Unwavering sense of pride
The kids themselves picked out the playground equipment through a dotmocracy. They placed dots on images of playground equipment they’d like to have and the majority vote determined the selection.
“Wheelchair accessibility was one of the things that was part of our project so that all kids could come and play, it’s not just a school playground, but a community playground.”
Surpassing their fundraising goal has allowed the school to approach the project holistically, going beyond just playground equipment.
“We are looking at the whole child and hoping to develop the whole child,” said Reid.
More than a playground
At 2:45 p.m., with all the work completed, Acreman held a dedication ceremony honouring their “heroes.”
The soccer field was dedicated to former teacher Craig Shute, who passed away suddenly in 2010.
“He was very much involved with physical activities as a gym teacher and everybody who had him as a teacher spoke highly of him. I know if he were here today he would be so proud of what is happening,” said Reid.
The outdoor classroom was dedicated to Cecilia Maulawin, former music teacher, who resides at Glenbrook Lodge, St. John’s. She was able to watch the day unfold via live Internet broadcast.
Dr. Fred Brett (deceased) lived and worked next door to Acreman for many years and the school thought it fit to dedicate the playground in honour of the doctor.
“He was first responder for so many years for all the people in this area, and a veterinarian too, I’m told, as well as a doctor, and a pharmacist.
“The Peace Garden is dedicated to all the veterans from the four communities,” explained Reid, “and we’re working really hard at getting a monument to go there in recognition of all their sacrifice and heroic endeavours.”

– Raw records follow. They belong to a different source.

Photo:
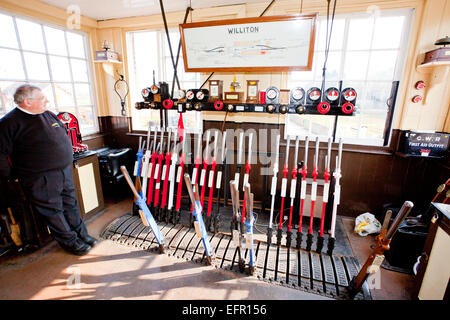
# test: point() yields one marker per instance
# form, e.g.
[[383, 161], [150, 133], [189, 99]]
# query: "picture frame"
[[266, 44]]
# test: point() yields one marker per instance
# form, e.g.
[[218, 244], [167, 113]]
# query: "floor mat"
[[309, 271]]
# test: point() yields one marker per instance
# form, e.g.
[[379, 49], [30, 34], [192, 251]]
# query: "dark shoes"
[[78, 248], [89, 240]]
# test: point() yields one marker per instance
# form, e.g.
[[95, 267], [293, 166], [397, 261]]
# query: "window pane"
[[7, 89], [355, 66], [333, 66], [141, 119], [64, 96], [83, 94], [30, 35], [375, 96], [363, 126], [60, 68], [11, 64], [79, 70], [36, 65], [67, 109], [360, 33], [388, 32], [76, 45], [8, 38], [382, 65], [56, 42], [85, 117], [47, 90]]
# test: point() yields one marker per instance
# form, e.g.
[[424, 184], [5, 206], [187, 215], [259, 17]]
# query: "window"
[[367, 53], [148, 54], [51, 58]]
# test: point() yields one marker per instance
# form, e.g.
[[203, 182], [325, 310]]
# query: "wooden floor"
[[39, 275]]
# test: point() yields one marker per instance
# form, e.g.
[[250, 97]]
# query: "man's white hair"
[[24, 92]]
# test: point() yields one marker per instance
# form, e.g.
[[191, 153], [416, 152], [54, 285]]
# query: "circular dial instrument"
[[181, 94], [271, 93], [297, 94], [145, 92], [190, 95], [332, 94], [314, 95], [154, 89], [349, 94]]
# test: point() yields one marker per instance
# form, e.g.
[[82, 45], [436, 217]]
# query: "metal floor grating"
[[299, 269]]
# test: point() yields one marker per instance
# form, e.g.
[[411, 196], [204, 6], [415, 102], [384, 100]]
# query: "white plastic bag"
[[366, 223]]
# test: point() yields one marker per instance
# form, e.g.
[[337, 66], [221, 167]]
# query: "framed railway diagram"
[[276, 43]]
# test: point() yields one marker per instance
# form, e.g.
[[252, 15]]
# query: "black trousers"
[[52, 195]]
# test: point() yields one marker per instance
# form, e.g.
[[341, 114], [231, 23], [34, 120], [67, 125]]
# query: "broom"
[[15, 230]]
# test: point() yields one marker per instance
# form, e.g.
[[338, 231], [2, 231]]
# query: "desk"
[[433, 274]]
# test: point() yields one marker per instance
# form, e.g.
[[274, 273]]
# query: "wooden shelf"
[[427, 67]]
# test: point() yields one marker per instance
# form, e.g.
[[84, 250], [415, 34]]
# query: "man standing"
[[35, 147]]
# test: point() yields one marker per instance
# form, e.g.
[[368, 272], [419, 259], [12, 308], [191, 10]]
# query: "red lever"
[[168, 104], [347, 108], [218, 105]]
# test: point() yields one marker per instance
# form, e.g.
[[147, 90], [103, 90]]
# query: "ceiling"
[[113, 9]]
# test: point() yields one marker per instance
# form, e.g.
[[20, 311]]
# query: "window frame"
[[90, 79], [398, 73], [164, 70]]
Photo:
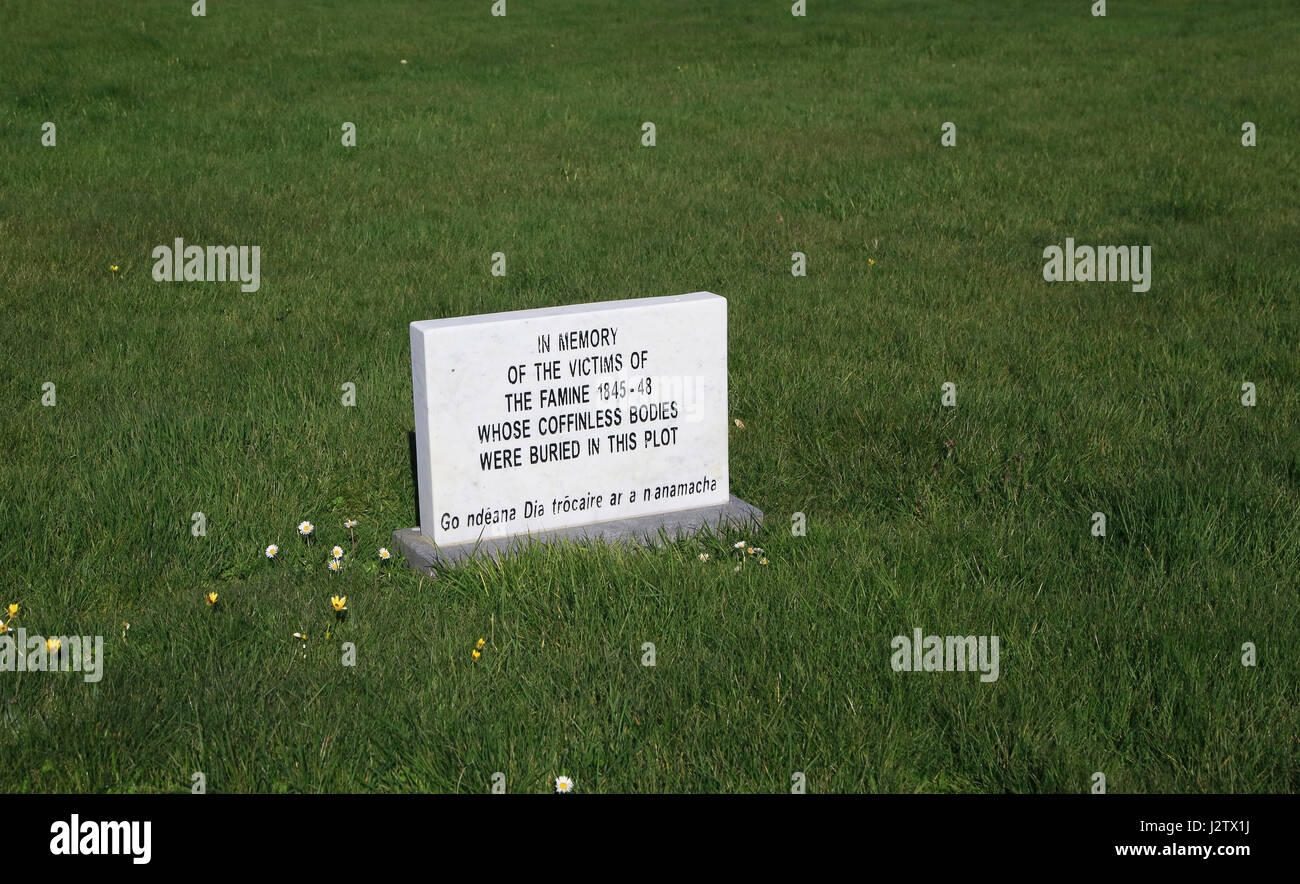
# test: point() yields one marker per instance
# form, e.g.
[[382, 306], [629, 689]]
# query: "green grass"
[[775, 134]]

At one side of the school, volunteers created a labyrinth.
“People sometimes think it’s a maze; it’s not a maze,” Reid noted. “It’s a path that actually symbolizes our journey through life, the way you go in is the way you come out. We come across adversity, lots of circumstances, health, financial issues, whatever, there’s always a way out. It was very symbolic for the committee during the whole project.”
Throughout the project there was an unwavering sense of pride and ownership.
“People will not be able to drive by this area and not feel like they have a stake in it. So you won’t have to call the RCMP to come and check things out because people are going to circulate and make sure that things are taken care of.
“It has been amazing, totally amazing.” she added. “Being a teacher here, I can’t wait to get out here.”